The analogy is: Suppose the function to be fitted is a straight line (here is H (x) h (x)), then using a straight line (residual structure x x) and some tiny polylines (f (x) f (x)) to stack is definitely easier to optimize than simply using a straight line or a line fit.
2 For example, mapping 5 to 5.1
If the normal network, then is f′ (5) =5.1 F ' (5) =5.1
After introducing residuals, H (5) =5.1 H (5) =5.1, H (5) =f (5) +5 H (5) =f (5) +5, then F (5) =0.1 f (5) = 0.1
As you can see, normal network input output "gradient" is only 2%, and the residual network map f f increased by 100%
3 This article from another perspective to understand residuals: as a voting system
Fig. 6. Residual network can be decomposed into multiple-clock path combination networks
As shown in Figure 6, the residual network is actually a combination of many parallel subnets. So although the surface of the resnet can be very deep, but the combination of most of the network path is actually several in the middle of the path length.
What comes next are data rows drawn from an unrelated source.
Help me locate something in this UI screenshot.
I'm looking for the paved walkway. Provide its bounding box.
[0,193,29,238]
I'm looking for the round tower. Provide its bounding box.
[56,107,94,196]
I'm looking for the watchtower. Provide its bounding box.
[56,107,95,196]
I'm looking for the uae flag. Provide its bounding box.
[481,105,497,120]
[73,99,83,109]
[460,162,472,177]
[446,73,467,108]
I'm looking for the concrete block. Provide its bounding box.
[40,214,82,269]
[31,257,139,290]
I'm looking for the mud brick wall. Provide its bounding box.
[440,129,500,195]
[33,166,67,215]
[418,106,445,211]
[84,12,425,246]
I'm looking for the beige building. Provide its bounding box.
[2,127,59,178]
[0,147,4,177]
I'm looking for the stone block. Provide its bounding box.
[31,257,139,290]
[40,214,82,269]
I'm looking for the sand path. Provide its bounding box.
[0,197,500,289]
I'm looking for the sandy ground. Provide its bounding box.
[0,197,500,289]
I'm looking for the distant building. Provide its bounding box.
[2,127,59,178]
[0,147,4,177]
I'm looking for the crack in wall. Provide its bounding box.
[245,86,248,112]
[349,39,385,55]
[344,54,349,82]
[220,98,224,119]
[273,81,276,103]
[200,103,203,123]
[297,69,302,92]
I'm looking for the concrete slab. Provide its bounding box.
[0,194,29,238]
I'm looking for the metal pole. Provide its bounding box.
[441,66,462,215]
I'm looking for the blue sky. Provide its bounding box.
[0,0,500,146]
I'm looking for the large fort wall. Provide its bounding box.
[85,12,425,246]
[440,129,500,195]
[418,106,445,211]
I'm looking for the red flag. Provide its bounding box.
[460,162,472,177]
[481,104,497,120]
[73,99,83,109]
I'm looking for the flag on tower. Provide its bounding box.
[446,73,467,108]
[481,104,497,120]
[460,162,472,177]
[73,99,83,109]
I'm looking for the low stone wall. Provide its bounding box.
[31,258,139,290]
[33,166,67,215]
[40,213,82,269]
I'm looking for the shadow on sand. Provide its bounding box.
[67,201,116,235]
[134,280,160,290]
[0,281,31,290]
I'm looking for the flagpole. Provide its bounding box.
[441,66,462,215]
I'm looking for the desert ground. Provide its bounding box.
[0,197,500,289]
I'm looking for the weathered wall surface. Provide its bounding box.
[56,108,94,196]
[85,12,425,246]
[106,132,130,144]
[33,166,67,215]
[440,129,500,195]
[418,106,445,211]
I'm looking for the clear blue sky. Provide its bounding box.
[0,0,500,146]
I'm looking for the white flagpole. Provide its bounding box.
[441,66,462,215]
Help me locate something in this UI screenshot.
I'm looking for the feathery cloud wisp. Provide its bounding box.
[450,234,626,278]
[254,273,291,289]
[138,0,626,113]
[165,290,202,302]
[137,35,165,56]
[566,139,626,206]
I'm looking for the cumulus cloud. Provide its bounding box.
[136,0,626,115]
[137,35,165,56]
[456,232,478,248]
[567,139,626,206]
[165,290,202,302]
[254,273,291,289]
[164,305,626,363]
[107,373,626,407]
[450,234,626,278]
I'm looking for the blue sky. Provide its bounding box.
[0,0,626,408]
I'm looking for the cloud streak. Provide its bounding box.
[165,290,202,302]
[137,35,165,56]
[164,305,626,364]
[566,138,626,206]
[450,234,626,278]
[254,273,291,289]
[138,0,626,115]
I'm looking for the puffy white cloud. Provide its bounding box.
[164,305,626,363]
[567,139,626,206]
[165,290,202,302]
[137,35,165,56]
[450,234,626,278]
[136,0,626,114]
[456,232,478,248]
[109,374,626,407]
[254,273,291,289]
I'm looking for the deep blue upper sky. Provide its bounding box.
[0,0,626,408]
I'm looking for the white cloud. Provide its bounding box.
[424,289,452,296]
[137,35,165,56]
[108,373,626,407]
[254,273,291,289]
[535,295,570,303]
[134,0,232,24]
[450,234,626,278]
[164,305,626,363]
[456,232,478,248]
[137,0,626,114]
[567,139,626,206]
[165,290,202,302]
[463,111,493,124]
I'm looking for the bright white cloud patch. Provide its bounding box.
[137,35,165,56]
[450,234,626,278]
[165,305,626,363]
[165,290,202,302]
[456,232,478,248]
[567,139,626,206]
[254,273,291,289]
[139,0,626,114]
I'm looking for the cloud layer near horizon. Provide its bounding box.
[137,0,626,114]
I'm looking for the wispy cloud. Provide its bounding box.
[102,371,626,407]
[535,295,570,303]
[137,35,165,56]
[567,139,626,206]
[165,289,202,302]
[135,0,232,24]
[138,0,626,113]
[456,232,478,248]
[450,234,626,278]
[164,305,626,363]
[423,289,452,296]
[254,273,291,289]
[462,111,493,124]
Figure 7 Multiplies the number of networks that are included in each path length by the gradient value of each path, and counts the path that ResNet really works on.
Figure 7. The path that really works is less than 20 levels long
Therefore, "resnet only looks very deep on the surface, in fact the network is very shallow." "ResNet does not really solve the problem of the gradient of the depth network, its essence is a multiplayer voting system." Code Implementation
The author releases the network model under Caffe on the GitHub, and introduces the implementation of the third party in other platforms.
"1" he K, Zhang X, Ren S, et al. Deep residual learning for image recognition[c]//proceedings of the IEEE Conference on Computer vision and Pattern recognition. 2016:770-778.